The Splatsin remain confident that an abandoned rail line will evolve into a community asset.
The Columbia-Shuswap and North Okanagan regional districts are proceeding with plans to acquire the abandoned Canadian Pacific line from Spallumcheen to Sicamous, and that includes seeking public support to borrow funds.
“We knew there’s a process they have to go through and this is part of it,” said Wayne Christian, chief if the Splatsin First Nation, which has lobbied for the 48-kilometre corridor to be preserved for local use.
“We’re grateful they are moving ahead and the public can talk about it.”
The total purchase price of the corridor is $6.51 million, with $2.17 million coming from the provincial government.
RDNO plans to borrow its entire $2.17 million contribution, with the service area including Armstrong, Enderby, Spallumcheen, Lumby, Area D (rural Lumby) and Area F (rural Enderby).
Within the Columbia-Shuswap Regional District, a service area will also be established to borrow $1.83 million. The service area will include Salmon Arm, Sicamous, Area E (rural Sicamous), Area D (Falkland-Deep Creek), Area C (South Shuswap) and Area F (North Shuswap).
The remainder of CSRD’s $2.17 million will come from the Sicamous/Area E Economic Opportunity Fund ($250,000) and the Revelstoke/Area B EOF Fund ($100,000).
An alternate approval petition process will be used in both regional districts to gain voter assent for borrowing.
Christian hopes local residents will get behind the purchase.
“With the number of people I’ve talked to, they’re very excited. It’s definitely in the interest of the region,” he said.
“It will bring the region to the attention of the world through a trail and highlight our people.”
The Splatsin own a portion of the corridor.

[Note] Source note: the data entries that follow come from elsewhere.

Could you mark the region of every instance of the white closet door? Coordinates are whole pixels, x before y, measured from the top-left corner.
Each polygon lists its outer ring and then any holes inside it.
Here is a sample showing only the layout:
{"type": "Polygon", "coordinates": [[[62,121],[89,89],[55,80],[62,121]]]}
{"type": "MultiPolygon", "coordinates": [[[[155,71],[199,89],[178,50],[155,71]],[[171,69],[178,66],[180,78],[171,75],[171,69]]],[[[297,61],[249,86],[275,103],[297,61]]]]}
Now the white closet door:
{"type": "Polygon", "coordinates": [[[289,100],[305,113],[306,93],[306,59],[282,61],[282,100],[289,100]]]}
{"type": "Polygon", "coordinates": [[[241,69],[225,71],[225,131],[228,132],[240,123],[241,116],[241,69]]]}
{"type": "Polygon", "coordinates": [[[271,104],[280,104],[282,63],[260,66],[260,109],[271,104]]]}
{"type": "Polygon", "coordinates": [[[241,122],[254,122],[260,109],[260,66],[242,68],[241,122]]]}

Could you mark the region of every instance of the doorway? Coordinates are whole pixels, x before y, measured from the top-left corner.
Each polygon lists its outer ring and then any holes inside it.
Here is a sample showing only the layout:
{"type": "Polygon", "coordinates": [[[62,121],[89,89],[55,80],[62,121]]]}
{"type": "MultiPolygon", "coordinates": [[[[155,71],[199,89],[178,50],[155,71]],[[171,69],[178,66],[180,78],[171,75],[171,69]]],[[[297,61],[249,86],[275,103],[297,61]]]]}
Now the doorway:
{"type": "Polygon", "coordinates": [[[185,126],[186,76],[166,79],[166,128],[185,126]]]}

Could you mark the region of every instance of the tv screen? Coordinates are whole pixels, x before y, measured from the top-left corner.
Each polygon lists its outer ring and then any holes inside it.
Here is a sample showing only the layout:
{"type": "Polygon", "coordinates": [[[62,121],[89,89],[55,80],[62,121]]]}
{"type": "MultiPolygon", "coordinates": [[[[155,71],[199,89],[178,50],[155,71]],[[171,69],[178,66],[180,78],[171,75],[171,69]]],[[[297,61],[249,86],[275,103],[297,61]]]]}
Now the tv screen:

“The Splatsin stepped up and realized this is an opportunity for all of us – if you benefit, we benefit,” said Rhona Martin, CSRD chairperson.
“It’s a wonderful partnership and we have had the opportunity to learn so much from them about their culture. They welcomed us to their offices, shared meals with us and I’d like to see them get the credit they deserve.”
Salmon Arm director Kevin Flynn believes the purchase is an investment in the future.
“I have been at this table for six or seven years and it’s not often you get to be part of something that changes the region for the better,” said Flynn.